NOAA-EMC / global-workflow

Global Superstructure/Workflow supporting the Global Forecast System (GFS)
https://global-workflow.readthedocs.io/en/latest
GNU Lesser General Public License v3.0
74 stars 166 forks source link

Incorrect gfs job dependencies caused gfsmetpg2g1 failure #2899

Open RussTreadon-NOAA opened 1 week ago

RussTreadon-NOAA commented 1 week ago

What is wrong?

Jobs gfscleanup and gfsmetpg2g1 both depend upon the completion of gfsarch. As such, it is possible for both jobs to be concurrently running. This is problematic. gfscleanup removes the directory in which the gfsmetpg2g1 job is running.

This behavior was observed on Hera but likely impacts all machines.

What should have happened?

The gfsmetp suite of jobs should run to completion before gfscleanup removes the run directory.

What machines are impacted?

All or N/A, Hera

Steps to reproduce

  1. clone g-w develop
  2. set up g-w CI for GSI or JEDI ATM based DA
  3. cycle to gfsmetp jobs

Additional information

A test of g-w CI _C96C48_ufshybatmDA on Hera encountered the following scenario.

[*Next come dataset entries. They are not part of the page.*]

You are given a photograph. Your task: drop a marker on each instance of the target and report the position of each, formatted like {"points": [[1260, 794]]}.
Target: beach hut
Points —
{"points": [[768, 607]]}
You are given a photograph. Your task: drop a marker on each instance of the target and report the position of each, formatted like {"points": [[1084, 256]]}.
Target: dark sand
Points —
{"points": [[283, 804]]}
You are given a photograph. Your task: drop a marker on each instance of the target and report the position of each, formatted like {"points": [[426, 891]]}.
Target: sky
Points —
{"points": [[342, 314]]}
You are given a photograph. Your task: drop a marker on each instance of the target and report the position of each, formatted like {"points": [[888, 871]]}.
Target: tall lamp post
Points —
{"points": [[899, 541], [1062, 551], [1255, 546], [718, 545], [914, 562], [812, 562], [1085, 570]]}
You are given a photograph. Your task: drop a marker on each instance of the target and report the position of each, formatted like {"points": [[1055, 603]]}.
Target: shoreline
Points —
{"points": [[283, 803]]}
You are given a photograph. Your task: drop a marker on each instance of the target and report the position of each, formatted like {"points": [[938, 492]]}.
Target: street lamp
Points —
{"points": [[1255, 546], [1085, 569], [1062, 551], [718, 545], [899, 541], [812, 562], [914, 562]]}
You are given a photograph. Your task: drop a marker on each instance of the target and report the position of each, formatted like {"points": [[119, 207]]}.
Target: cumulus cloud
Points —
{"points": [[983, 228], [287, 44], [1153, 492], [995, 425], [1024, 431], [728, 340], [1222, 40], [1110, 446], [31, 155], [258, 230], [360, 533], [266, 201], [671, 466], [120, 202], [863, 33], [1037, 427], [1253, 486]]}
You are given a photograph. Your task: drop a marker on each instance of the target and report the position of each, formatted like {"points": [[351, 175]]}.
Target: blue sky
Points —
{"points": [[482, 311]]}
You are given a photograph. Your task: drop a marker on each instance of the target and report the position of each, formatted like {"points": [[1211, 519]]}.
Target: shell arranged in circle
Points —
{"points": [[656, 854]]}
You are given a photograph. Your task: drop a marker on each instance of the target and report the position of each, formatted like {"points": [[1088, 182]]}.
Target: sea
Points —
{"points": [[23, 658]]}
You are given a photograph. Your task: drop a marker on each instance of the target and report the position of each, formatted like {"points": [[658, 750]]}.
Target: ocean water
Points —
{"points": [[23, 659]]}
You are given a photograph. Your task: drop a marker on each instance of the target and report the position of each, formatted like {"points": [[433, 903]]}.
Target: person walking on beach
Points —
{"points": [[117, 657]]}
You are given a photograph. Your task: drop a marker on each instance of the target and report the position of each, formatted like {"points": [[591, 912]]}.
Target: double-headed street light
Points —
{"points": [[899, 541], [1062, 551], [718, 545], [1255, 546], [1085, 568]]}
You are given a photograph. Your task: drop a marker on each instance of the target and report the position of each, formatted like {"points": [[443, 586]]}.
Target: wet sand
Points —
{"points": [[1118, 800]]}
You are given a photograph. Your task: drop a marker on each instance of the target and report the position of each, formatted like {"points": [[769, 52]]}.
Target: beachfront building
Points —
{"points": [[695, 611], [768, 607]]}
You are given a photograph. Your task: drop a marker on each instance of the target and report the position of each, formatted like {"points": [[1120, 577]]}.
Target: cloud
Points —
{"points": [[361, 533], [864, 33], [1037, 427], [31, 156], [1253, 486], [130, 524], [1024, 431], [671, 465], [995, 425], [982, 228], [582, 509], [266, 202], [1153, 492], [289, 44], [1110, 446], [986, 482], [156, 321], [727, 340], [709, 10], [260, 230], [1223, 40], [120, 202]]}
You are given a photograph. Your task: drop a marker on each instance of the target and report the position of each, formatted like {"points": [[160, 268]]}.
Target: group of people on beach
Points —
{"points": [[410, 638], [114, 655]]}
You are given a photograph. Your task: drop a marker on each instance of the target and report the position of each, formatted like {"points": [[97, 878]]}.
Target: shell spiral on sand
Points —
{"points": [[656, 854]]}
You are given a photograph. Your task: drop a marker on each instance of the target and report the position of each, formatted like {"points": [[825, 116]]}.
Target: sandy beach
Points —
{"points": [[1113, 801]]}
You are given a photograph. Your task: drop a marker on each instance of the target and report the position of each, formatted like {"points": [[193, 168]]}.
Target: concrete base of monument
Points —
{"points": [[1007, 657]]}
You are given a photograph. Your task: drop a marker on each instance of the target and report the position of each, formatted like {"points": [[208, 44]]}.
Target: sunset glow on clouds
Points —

The 2024022400 gfsarch job completed. rocotorun submitted gfscleanup and gfsmetpg2g1. Both of these jobs have a single xml dependency. This single dependency is completion of gfsarch.

        <dependency>
                <and>
                        <taskdep task="gfsarch"/>
                </and>
        </dependency>

Jobs gfsmetgp2g1 and gfscleanup started at the same time, Mon Sep 9 17:03:20 UTC 2024 gfscleanup finished at Mon Sep 9 17:03:48 UTC 2024. One of the last actions gfscleanup does is to remove the top-level gfs run directory for the cycle

+ exglobal_cleanup.sh[118]: rm -rf /scratch1/NCEPDEV/stmp2/Russ.Treadon/RUNDIRS/prtest/gfs.2024022400
+ exglobal_cleanup.sh[120]: echo 'Cleanup /scratch1/NCEPDEV/stmp2/Russ.Treadon/RUNDIRS/prtest/gfs.2024022400 completed!'

Unfortunately, gfsmetpg2g1 was running in /scratch1/NCEPDEV/stmp2/Russ.Treadon/RUNDIRS/prtest/gfs.2024022400/metpg2g1.2502384. Removal of /scratch1/NCEPDEV/stmp2/Russ.Treadon/RUNDIRS/prtest/gfs.2024022400 deleted the gfsmetpg2g1 run directory. Job gfsmetpg2g1 aborted at Mon Sep 9 17:03:52 UTC 2024 with the error messges

OSError: [Errno 116] Stale file handle: 'python_gen_env_vars.sh'
+ exgrid2grid_step1.sh[46]: status=1
+ exgrid2grid_step1.sh[47]: [[ 1 -ne 0 ]]
+ exgrid2grid_step1.sh[47]: exit 1
+ JGFS_ATMOS_VERIFICATION[1]: postamble JGFS_ATMOS_VERIFICATION 1725901403 1

Do you have a proposed solution?

No response

DavidHuber-NOAA commented 5 days ago

I will fix this as part of #2907